Chen Aiguo, Fu Yang, Sha Zexin, Lu Guoming
School of Computer Science and Engineering, University of Electronic Science and Technology of China, Chengdu, China.
Front Plant Sci. 2022 Jun 9;13:908814. doi: 10.3389/fpls.2022.908814. eCollection 2022.
Federated learning is a distributed machine learning framework that enables distributed nodes with computation and storage capabilities to train a global model while keeping distributed-stored data locally. This process can promote the efficiency of modeling while preserving data privacy.
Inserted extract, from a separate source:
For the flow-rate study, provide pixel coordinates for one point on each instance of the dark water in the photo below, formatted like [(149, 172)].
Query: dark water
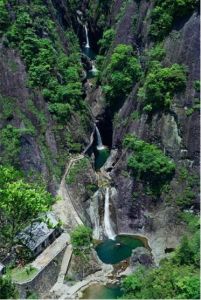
[(97, 291), (114, 251), (100, 157)]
Therefore, federated learning can be widely applied in distributed conjoint analysis scenarios, such as smart plant protection systems, in which widely networked IoT devices are used to monitor the critical data of plant production to improve crop production. However, the data collected by different IoT devices can be dependent and identically distributed (non-IID), causing the challenge of statistical heterogeneity. Studies have also shown that statistical heterogeneity can lead to a marked decline in the efficiency of federated learning, making it challenging to apply in practice. To promote the efficiency of federated learning in statistical heterogeneity scenarios, an adaptive client selection algorithm for federated learning in statistical heterogeneous scenarios called ACSFed is proposed in this paper. ACSFed can dynamically calculate the possibility of clients being selected to train the model for each communication round based on their local statistical heterogeneity and previous training performance instead of randomly selected clients, and clients with heavier statistical heterogeneity or bad training performance would be more likely selected to participate in the later training. This client selection strategy can enable the federated model to learn the global statistical knowledge faster and thereby promote the convergence of the federated model. Multiple experiments on public benchmark datasets demonstrate these improvements in the efficiency of the models in heterogeneous settings.
联邦学习是一种分布式机器学习框架,它使具有计算和存储能力的分布式节点能够在本地保留分布式存储的数据的同时训练全局模型。这一过程可以提高建模效率,同时保护数据隐私。因此,联邦学习可以广泛应用于分布式联合分析场景,如智能植物保护系统,其中广泛联网的物联网设备用于监测植物生产的关键数据以提高作物产量。然而,不同物联网设备收集的数据可能是相关且同分布(非独立同分布)的,这带来了统计异质性的挑战。研究还表明,统计异质性会导致联邦学习效率显著下降,使其在实际应用中具有挑战性。为了提高联邦学习在统计异质性场景中的效率,本文提出了一种用于统计异构场景下联邦学习的自适应客户端选择算法ACSFed。ACSFed可以基于客户端的本地统计异质性和先前的训练性能,而不是随机选择客户端,为每个通信轮动态计算客户端被选中训练模型的可能性,统计异质性较重或训练性能较差的客户端更有可能被选中参与后续训练。这种客户端选择策略可以使联邦模型更快地学习全局统计知识,从而促进联邦模型的收敛。在公共基准数据集上进行的多次实验证明了这些改进在异构设置下对模型效率的提升。